Comme dans le premier opus, Talbot part d'une enquête banale pour ensuite dévoiler un peu le passé politique d'une Grande-Bretagne restée longtemps sous domination française avant de devenir une république socialiste qui a sa part de corruption et de secrets honteux. En partant ainsi de la vie (ou de la mort plutôt dans ce cas !) de quelques individus, LeBrock influe encore une fois sur l'avenir de son pays et des relations anglo-françaises. Sa vie privée n'est pas en reste puisque Talbot va également développer les failles et obsessions du héros, à travers la douloureuse disparition de Sarah ou la fin tragique du père de LeBrock. Une manière également de parler, presque avec pudeur, de l'épineux sujet des crimes de guerre et de distiller l'idée, difficilement admissible mais juste, que deux camps opposés peuvent abriter autant de gens respectables que de salauds. Et sans doute autant de noblesse que de mensonges.

Les dessins sont souvent d'une grande beauté et l'on regrette presque qu'il n'y ait pas plus de pleines pages tant Talbot fournit un travail d'une qualité extraordinaire.

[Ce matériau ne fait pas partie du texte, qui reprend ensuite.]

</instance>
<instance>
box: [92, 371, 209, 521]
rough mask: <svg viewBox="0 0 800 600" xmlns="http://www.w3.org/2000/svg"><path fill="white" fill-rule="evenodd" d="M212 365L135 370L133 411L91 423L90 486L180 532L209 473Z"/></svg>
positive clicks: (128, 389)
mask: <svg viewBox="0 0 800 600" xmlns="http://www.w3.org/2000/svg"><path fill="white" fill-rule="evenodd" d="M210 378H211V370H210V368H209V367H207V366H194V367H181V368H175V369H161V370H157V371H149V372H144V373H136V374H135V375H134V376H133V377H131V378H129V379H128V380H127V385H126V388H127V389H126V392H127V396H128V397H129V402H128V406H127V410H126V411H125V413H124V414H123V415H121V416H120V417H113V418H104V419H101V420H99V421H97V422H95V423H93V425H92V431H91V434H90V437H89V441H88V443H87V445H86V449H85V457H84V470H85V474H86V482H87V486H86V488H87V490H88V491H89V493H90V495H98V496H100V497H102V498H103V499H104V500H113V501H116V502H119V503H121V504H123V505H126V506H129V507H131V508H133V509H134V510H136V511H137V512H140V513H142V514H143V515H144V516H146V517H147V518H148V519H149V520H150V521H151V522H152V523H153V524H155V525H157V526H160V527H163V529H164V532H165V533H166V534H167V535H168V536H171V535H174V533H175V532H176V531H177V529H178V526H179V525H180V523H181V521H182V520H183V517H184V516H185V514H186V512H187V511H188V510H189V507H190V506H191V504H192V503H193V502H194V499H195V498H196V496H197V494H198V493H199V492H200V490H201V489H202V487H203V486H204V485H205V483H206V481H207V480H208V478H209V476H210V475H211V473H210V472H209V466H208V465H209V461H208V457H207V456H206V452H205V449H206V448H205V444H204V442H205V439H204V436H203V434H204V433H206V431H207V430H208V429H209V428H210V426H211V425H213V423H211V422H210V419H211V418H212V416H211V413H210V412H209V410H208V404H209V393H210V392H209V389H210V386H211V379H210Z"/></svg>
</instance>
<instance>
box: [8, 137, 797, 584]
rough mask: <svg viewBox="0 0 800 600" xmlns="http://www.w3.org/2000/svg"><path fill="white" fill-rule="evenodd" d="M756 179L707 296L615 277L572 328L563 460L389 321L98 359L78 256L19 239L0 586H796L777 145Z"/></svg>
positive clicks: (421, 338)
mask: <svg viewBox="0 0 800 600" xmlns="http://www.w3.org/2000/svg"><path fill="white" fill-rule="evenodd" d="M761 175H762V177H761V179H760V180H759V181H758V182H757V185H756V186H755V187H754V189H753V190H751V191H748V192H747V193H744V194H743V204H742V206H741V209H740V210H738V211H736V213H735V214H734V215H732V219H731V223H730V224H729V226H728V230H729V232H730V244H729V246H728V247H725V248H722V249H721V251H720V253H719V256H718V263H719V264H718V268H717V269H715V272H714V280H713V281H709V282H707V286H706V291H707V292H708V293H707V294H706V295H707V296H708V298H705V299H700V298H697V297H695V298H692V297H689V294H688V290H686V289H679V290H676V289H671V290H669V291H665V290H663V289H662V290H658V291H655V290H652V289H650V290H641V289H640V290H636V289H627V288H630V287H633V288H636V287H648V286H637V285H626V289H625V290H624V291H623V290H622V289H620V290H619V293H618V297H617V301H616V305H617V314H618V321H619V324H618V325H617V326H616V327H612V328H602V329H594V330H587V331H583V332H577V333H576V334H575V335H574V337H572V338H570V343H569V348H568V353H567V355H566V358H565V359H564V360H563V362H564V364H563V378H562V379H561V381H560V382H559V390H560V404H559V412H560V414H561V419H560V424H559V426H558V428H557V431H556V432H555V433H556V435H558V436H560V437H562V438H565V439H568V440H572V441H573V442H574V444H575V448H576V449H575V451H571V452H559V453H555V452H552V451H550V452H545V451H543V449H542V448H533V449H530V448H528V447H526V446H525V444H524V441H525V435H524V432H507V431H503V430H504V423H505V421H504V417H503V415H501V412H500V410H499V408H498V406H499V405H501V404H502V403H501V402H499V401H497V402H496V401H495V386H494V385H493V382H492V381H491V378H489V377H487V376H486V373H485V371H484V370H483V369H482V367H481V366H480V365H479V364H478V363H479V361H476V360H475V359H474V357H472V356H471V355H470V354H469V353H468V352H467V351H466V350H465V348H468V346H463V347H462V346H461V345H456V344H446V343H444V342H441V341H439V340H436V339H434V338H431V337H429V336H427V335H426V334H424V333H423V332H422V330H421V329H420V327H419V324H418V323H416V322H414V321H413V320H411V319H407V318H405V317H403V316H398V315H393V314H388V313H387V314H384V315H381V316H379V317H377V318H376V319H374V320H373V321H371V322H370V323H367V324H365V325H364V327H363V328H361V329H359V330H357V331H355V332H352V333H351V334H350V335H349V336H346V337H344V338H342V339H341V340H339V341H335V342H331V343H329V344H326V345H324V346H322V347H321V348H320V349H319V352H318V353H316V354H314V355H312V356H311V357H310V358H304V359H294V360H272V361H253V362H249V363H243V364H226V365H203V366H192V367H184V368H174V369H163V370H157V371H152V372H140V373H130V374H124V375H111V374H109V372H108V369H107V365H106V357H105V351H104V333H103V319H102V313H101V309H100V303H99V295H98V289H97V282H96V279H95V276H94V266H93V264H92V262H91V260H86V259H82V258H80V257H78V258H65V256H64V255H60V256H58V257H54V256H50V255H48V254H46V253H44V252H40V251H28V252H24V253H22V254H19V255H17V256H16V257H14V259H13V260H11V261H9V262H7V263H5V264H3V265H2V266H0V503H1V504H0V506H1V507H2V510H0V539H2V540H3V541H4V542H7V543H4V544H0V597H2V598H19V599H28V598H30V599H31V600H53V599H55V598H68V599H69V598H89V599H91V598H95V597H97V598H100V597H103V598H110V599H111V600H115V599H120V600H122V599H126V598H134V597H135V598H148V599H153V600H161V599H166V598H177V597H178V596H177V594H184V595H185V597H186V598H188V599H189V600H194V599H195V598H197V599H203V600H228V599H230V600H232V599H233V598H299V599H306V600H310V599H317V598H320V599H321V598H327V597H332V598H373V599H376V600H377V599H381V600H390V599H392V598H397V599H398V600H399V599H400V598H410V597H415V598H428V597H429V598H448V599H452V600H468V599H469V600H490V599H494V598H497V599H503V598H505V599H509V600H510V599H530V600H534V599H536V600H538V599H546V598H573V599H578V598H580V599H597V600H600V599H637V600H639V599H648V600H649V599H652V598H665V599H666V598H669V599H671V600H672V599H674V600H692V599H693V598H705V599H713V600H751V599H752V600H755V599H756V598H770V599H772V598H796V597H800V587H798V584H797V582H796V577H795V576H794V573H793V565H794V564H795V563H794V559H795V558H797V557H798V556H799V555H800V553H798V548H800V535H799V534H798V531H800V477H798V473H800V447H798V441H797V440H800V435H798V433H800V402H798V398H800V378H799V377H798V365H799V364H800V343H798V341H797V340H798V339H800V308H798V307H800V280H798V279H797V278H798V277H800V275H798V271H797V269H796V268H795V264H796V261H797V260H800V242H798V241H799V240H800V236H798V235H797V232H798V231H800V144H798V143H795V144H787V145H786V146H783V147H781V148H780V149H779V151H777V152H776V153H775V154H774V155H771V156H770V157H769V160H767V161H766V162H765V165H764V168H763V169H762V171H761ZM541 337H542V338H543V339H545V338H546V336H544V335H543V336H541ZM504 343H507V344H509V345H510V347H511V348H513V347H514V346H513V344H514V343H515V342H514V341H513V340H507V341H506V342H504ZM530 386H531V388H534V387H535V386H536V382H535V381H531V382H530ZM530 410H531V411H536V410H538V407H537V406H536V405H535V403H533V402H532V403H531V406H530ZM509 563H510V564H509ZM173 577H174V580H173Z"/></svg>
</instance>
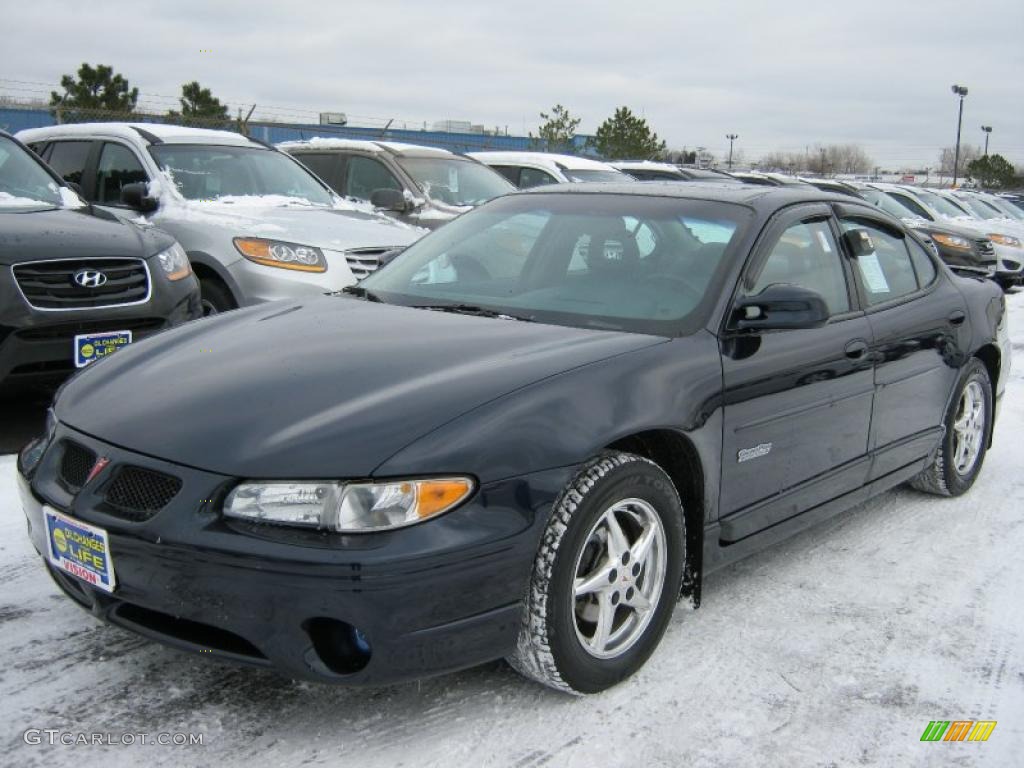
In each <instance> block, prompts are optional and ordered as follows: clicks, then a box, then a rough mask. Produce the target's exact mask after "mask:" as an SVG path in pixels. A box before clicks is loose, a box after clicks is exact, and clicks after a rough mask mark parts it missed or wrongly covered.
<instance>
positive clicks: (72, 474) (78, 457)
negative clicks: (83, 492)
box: [60, 440, 96, 493]
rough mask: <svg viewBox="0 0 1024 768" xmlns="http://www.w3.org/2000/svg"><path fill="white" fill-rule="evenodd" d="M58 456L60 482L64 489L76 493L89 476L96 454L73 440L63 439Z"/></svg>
mask: <svg viewBox="0 0 1024 768" xmlns="http://www.w3.org/2000/svg"><path fill="white" fill-rule="evenodd" d="M61 445H62V449H63V453H62V454H61V456H60V482H61V484H62V485H63V486H65V488H66V489H68V490H70V492H72V493H77V492H78V490H80V489H81V488H82V486H83V485H84V484H85V481H86V480H87V479H88V478H89V472H90V471H91V470H92V467H93V466H94V465H95V463H96V455H95V454H94V453H92V452H91V451H89V449H87V447H85V445H80V444H78V443H77V442H75V441H74V440H65V441H63V442H62V443H61Z"/></svg>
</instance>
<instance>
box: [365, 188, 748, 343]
mask: <svg viewBox="0 0 1024 768" xmlns="http://www.w3.org/2000/svg"><path fill="white" fill-rule="evenodd" d="M752 215H753V214H752V213H751V212H750V211H749V209H746V208H744V207H741V206H738V205H733V204H728V203H715V202H707V201H695V200H684V199H673V198H655V197H641V196H622V195H584V194H578V195H571V194H569V195H564V194H561V195H559V194H535V195H516V196H510V197H508V198H502V199H499V200H496V201H494V202H492V203H488V204H487V205H485V206H482V207H481V208H478V209H476V210H474V211H471V212H469V213H467V214H465V215H464V216H462V217H460V218H458V219H456V220H455V221H453V222H452V223H450V224H445V226H444V227H443V228H441V229H439V230H437V231H435V232H433V233H431V234H429V236H427V237H426V238H424V239H423V240H421V241H419V242H417V243H416V244H414V245H413V246H411V247H410V248H408V249H407V250H406V251H404V252H403V253H402V254H401V255H400V256H399V257H398V258H396V259H395V260H394V261H393V262H392V263H390V264H389V265H388V266H387V267H386V268H384V269H381V270H379V271H377V272H375V273H374V274H372V275H370V276H369V278H368V279H366V280H365V281H362V282H361V283H360V284H359V286H360V288H361V289H366V291H367V292H368V293H370V295H371V296H373V297H375V298H380V299H381V300H383V301H387V302H393V303H399V304H406V305H414V306H417V305H419V306H428V307H431V308H440V309H445V308H446V309H451V310H454V311H476V312H479V311H480V310H484V311H487V312H492V313H499V314H504V315H510V316H512V317H517V318H521V319H534V321H539V322H545V323H552V324H557V325H566V326H579V327H585V328H600V329H609V330H621V331H635V332H640V333H656V334H664V335H672V334H675V333H679V332H681V331H682V330H683V329H684V327H686V328H689V327H690V326H691V322H695V321H696V318H697V316H698V312H697V310H698V307H701V306H702V305H703V303H705V302H711V301H714V299H715V297H716V296H717V295H718V292H719V291H718V289H717V288H716V286H717V285H718V283H719V282H720V281H721V274H722V273H723V271H724V268H725V264H726V260H727V258H728V255H729V254H730V253H731V250H730V248H731V246H732V245H733V244H734V243H735V242H737V241H738V239H739V237H740V232H741V231H742V229H743V228H744V226H745V225H746V222H748V220H749V219H750V217H751V216H752Z"/></svg>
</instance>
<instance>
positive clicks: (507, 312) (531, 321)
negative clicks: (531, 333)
mask: <svg viewBox="0 0 1024 768" xmlns="http://www.w3.org/2000/svg"><path fill="white" fill-rule="evenodd" d="M412 306H413V307H414V308H415V309H432V310H434V311H435V312H454V313H456V314H472V315H476V316H477V317H497V318H499V319H517V321H521V322H522V323H532V322H534V318H532V317H523V316H522V315H518V314H510V313H508V312H502V311H499V310H497V309H487V308H486V307H482V306H479V305H477V304H413V305H412Z"/></svg>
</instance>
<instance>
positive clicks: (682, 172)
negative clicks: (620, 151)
mask: <svg viewBox="0 0 1024 768" xmlns="http://www.w3.org/2000/svg"><path fill="white" fill-rule="evenodd" d="M608 165H610V166H611V167H612V168H617V169H618V170H621V171H630V170H634V171H641V170H644V169H649V170H652V171H668V172H669V173H672V174H674V175H676V176H680V177H682V175H683V172H682V171H680V170H679V168H678V167H677V166H674V165H673V164H672V163H658V162H656V161H653V160H613V161H611V162H610V163H609V164H608Z"/></svg>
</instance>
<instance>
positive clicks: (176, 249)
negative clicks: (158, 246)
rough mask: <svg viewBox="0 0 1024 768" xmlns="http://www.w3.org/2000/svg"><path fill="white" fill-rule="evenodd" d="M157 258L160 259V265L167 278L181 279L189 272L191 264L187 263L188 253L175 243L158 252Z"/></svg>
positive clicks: (167, 278) (187, 258) (177, 279)
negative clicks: (164, 250) (174, 243)
mask: <svg viewBox="0 0 1024 768" xmlns="http://www.w3.org/2000/svg"><path fill="white" fill-rule="evenodd" d="M157 258H158V259H160V266H162V267H163V269H164V274H165V275H166V276H167V280H171V281H174V280H182V279H183V278H187V276H188V275H189V274H191V264H189V263H188V254H186V253H185V249H183V248H182V247H181V246H179V245H178V244H177V243H175V244H174V245H173V246H171V247H170V248H168V249H167V250H166V251H162V252H160V253H158V254H157Z"/></svg>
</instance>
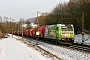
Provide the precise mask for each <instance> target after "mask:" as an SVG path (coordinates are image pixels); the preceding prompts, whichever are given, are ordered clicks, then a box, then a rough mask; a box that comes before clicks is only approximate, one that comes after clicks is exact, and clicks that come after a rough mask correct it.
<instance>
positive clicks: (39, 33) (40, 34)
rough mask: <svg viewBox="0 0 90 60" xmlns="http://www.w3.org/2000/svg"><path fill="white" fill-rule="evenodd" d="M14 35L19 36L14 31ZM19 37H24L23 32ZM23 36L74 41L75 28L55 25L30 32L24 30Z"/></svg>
mask: <svg viewBox="0 0 90 60" xmlns="http://www.w3.org/2000/svg"><path fill="white" fill-rule="evenodd" d="M13 34H18V32H17V31H14V32H13ZM19 35H22V31H19ZM23 35H25V36H29V37H36V36H37V37H38V38H42V39H43V40H44V39H47V40H48V39H50V40H54V41H55V42H60V41H67V42H70V41H72V42H73V41H74V26H73V24H55V25H48V26H41V27H38V28H32V29H30V30H24V31H23Z"/></svg>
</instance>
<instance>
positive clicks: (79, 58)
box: [39, 43, 90, 60]
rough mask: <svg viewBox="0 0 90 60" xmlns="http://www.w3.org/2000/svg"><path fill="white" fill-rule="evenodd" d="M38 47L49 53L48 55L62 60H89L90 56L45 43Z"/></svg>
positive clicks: (63, 47)
mask: <svg viewBox="0 0 90 60" xmlns="http://www.w3.org/2000/svg"><path fill="white" fill-rule="evenodd" d="M39 46H40V47H42V48H43V49H45V50H47V51H49V52H50V53H52V54H54V55H56V56H58V57H60V58H62V59H63V60H90V54H86V53H83V52H79V51H76V50H71V49H67V48H64V47H60V46H55V45H50V44H47V43H42V44H41V45H39Z"/></svg>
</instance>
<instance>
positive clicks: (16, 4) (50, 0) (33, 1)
mask: <svg viewBox="0 0 90 60" xmlns="http://www.w3.org/2000/svg"><path fill="white" fill-rule="evenodd" d="M68 1H69V0H0V16H2V17H4V16H7V17H9V18H10V17H11V18H13V19H15V20H16V21H19V19H20V18H24V19H28V18H32V17H35V16H36V11H40V12H50V11H52V9H53V8H54V7H55V6H56V5H58V3H63V2H68Z"/></svg>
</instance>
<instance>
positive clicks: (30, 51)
mask: <svg viewBox="0 0 90 60" xmlns="http://www.w3.org/2000/svg"><path fill="white" fill-rule="evenodd" d="M14 37H15V38H20V39H21V37H18V36H14ZM88 37H89V35H85V36H84V38H85V39H87V38H88ZM30 41H32V42H33V43H34V44H35V43H36V41H35V40H31V39H30ZM75 41H76V42H78V43H81V42H82V35H81V34H79V35H75ZM84 42H85V43H86V42H87V44H89V43H90V39H89V38H88V40H87V41H84ZM38 44H39V45H38V46H40V47H42V48H43V49H45V50H47V51H49V52H50V53H52V54H54V55H56V56H58V57H60V58H62V59H63V60H90V54H89V53H84V52H79V51H76V50H71V49H67V48H64V47H60V46H55V45H50V44H48V43H44V42H38ZM6 49H7V50H6ZM1 58H2V60H3V59H5V60H20V59H22V60H49V59H48V58H45V57H43V56H41V55H40V53H39V52H37V51H35V50H33V49H31V48H28V47H27V46H26V45H24V44H23V43H21V42H19V41H17V40H16V39H14V38H12V37H9V38H6V39H2V40H0V60H1ZM13 58H14V59H13Z"/></svg>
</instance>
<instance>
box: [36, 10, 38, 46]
mask: <svg viewBox="0 0 90 60" xmlns="http://www.w3.org/2000/svg"><path fill="white" fill-rule="evenodd" d="M36 15H37V18H36V22H37V28H38V11H37V13H36ZM37 28H36V32H37ZM37 40H38V37H37V35H36V45H38V43H37Z"/></svg>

Les petits clins d'œil, aux personnages de BD bien connus ou à la culture française, sont moins nombreux que dans le premier tome, même si l'on pourra par exemple constater la présence d'un illustre canard (revisité, tendance crados, par l'auteur) ou de l'icône, dans le décor, d'un célèbre... fromage à tartiner.
Les inventions et l'aspect technique de l'univers sont également moins présents et l'on devra se contenter de quelques armes exotiques, des traditionnels dirigeables ou d'une étrange pelleteuse à vapeur découverte au détour d'un cimetière.
Niveau bonus, moins de choses également. Simplement deux pages en fait, montrant les différentes étapes du travail, du crayonné à la colorisation, en passant par l'encrage. On est loin des 22 pages supplémentaires du premier livre.
La même chose donc, avec un peu moins d'idées et de contenu, ce qui ne nuit toutefois pas à la qualité de cette suite, au graphisme léché et au récit habilement construit.

Du polar à vapeur avec des bestioles finalement très humaines.
Une série magnifique, une édition particulièrement soignée et l'incomparable style de Talbot.



+ Les points positifs - Les points négatifs
  • Le côté steampunk.
  • Le style Talbot.
  • Une uchronie originale.
  • L'utilisation des animaux.
  • Les bonus exclusifs de l'édition française.

  • Une colorisation parfois un peu criarde et manquant de subtilité.